Eis o que a China pode perder na crise Índia-Paquistão
RT NEWS - Ladislav Zemánek - 1 MAIO, 2025

Pequim tem de equilibrar cuidadosamente entre o seu parceiro de longa data e o seu rival regional se quiser manter os seus interesses seguros
Com a escalada das tensões entre a Índia e o Paquistão após um ataque mortal na Caxemira na semana passada, a China busca um equilíbrio entre os dois lados. A China está sendo pressionada entre fortes compromissos com Islamabad e o interesse em desenvolver a cooperação econômica e reativar as relações com Nova Déli.
Em resposta ao derramamento de sangue e à rápida escalada das tensões na região, Pequim apelou à Índia e ao Paquistão para que exerçam contenção, resolvam o conflito pacificamente e trabalhem em conjunto pela paz e estabilidade regionais. Tal retórica faz parte do repertório diplomático habitual da China, refletindo uma ênfase na previsibilidade e estabilidade, permitindo que Pequim promova seus interesses econômicos e continue a conduzir negócios sempre que possível. Muitas vezes, a retórica não se traduz em ações concretas, visto que Pequim permanece comprometida com uma política de não alinhamento e não quer ser arrastada para conflitos entre terceiros.
Ao defender os princípios da coexistência pacífica, a China hesita em se tornar um ator ativo em segurança e militar em nível internacional. De fato, um papel ativo traz não apenas benefícios, mas também riscos consideráveis. A China correria o risco de perder a imagem de potência pacífica, com aversão à hegemonia, à política de poder e à tradicional competição entre grandes potências. Ao mesmo tempo, a neutralidade chinesa frequentemente traz implicações positivas para uma das partes em conflito. É difícil ignorar que Islamabad, em vez de Nova Déli, se beneficia mais da neutralidade da China na situação atual.
Embora a China tenha condenado veementemente o ataque em Pahalgam, não ofereceu assistência à Índia e não aceitou a interpretação de Nova Déli sobre os eventos. Em vez de acatar as alegações que ligam o Paquistão ao ataque, Pequim apoiou o apelo do governo paquistanês por uma investigação rápida e justa. Em conversa com seu homólogo paquistanês em 27 de abril, o Ministro das Relações Exteriores Wang Yi destacou que a China compreendeu as legítimas preocupações de segurança de seus "amigos inabaláveis" em Islamabad, apoiando o Paquistão na salvaguarda da soberania e da segurança. Os comentários de Wang indicam que Pequim permanece muito séria em relação aos compromissos com Islamabad e reservada em relação à Índia.
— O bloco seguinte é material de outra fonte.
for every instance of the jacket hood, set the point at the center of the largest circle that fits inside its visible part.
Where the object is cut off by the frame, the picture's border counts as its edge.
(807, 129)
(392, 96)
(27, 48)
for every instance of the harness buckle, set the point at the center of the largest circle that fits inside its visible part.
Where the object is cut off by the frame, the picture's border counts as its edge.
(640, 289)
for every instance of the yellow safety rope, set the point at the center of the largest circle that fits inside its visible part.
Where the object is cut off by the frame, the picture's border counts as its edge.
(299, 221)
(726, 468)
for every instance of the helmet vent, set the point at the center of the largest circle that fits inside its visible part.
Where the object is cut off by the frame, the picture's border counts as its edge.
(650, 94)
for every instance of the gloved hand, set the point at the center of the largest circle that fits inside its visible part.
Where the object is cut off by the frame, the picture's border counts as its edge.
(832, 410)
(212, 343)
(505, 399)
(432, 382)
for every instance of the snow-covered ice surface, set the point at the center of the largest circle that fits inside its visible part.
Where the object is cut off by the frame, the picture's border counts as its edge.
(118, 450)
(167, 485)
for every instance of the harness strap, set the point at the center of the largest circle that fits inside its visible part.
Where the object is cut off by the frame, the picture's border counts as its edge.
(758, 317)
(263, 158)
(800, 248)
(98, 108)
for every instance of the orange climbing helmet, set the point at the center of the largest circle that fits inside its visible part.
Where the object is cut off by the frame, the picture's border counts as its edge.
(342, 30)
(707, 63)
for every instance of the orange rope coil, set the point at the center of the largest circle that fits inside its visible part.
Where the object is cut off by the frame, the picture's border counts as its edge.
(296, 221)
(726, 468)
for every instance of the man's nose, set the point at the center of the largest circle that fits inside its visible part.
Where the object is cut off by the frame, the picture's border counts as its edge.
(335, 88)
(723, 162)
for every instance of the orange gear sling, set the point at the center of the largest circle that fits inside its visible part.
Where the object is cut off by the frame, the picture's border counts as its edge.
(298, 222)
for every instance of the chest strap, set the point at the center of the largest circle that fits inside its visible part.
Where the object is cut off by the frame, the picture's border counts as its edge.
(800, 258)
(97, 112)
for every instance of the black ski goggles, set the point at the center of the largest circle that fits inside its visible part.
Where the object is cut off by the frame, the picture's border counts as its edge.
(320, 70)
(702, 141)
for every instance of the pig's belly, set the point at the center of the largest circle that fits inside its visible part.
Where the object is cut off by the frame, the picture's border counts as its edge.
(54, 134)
Essa posição tem razões históricas e geopolíticas. Índia e Paquistão têm tido sérios desentendimentos desde a partição da Índia em 1947. Os dois lados têm se envolvido em várias rodadas de confronto militar desde então. Reivindicações territoriais são uma das fontes de hostilidade. A Caxemira foi dividida entre Índia, Paquistão e China, o que provoca certa frustração em cada uma das três capitais. Não menos importante, o Paquistão cedeu alguns territórios à China em 1963, o que não foi reconhecido pela Índia. Embora o acordo tenha se tornado, na época, um momento importante no aprofundamento dos laços entre Islamabad e Pequim, ele apenas ampliou a distância entre Nova Déli e Pequim. Sob esse prisma, a China dificilmente pode ser aceita pelo lado indiano como intermediária e neutra no conflito atual. O envolvimento de Pequim no problema é forte demais, quer a China perceba isso ou não.
A posição da China no "triângulo" é complicada pelo fato de o Paquistão ter se tornado gradualmente o parceiro estratégico mais próximo de Pequim. O escopo da cooperação bilateral é amplo e vai muito além do que é típico do relacionamento entre a China, por um lado, e a Índia e outros atores regionais, por outro. Quando Xi Jinping lançou a Iniciativa Cinturão e Rota (BRI) em 2013, o Corredor Econômico Sino-Paquistanês (CPEC) tornou-se um dos principais projetos da iniciativa global chinesa. Ele permitiu que Pequim tivesse acesso direto ao Mar Arábico através do Porto de Gwadar e fortalecesse sua posição naquela área estratégica. A cooperação sino-paquistanesa dentro do CPEC foi percebida de forma muito negativa na Índia, ainda mais porque alguns projetos foram implementados nos territórios disputados na Caxemira. Nova Déli está preocupada com as estreitas relações militares e de defesa entre Islamabad e Pequim, visto que a China se tornou a maior fornecedora de armas do país e os dois lados concordaram em treinamento conjunto, transferência de tecnologia militar e compartilhamento de inteligência.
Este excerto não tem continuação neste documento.